In order to stop seeing "millions of new cases", every source of new cases should be reduced.

International travel is an orderly place to apply a filter, just as hospitals test all admits (even those without symptoms).

Blocking all visitors from specific places – even places with lower rates of prevalence than here! – was silly theater. This is actually well-targeted to reducing the interactions of the likely-infected with the uninfected.

(If a city or state/province even wanted to set up internal borders, & require on-the-spot quick antigen tests to enter regions of actual or attempted-infection control, perhaps even anonymously, that'd also be a well-targeted intervention far better than the other theater we've been fed so far.)


> just as hospitals test all admits (even those without symptoms).

Some may, but that's a county/state decision.


Even in expensive hospital systems in the SF Bay Area, it's not every patient getting a test, much to the chagrin of some of my friends working at the ones that aren't doing universal testing.


Well, it would've decreased the chances of a more infectious strain becoming widespread in the US if it had been implemented months ago. It could decrease the chances of worse strains that might originate outside the US becoming established moving forward.


Problem is, new strains can develop anywhere. They don't have to come from abroad.

Adding this rule but allowing people to run maskless because "muh rights" is not going to accomplish anything.
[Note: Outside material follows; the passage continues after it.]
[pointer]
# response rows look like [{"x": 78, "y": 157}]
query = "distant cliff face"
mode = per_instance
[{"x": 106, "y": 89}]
Sure they can, but reducing the geographic spread would reduce the chances of those randomly occurring variants spreading quickly around the world. I would expect other countries to require testing of international flights for the same reasons.

The US is performing badly when it comes to controlling the virus, but it could still get significantly worse.


Probably would have solved maybe problems--that is, if it was implemented half a year ago. As it is now it seems like too little too late.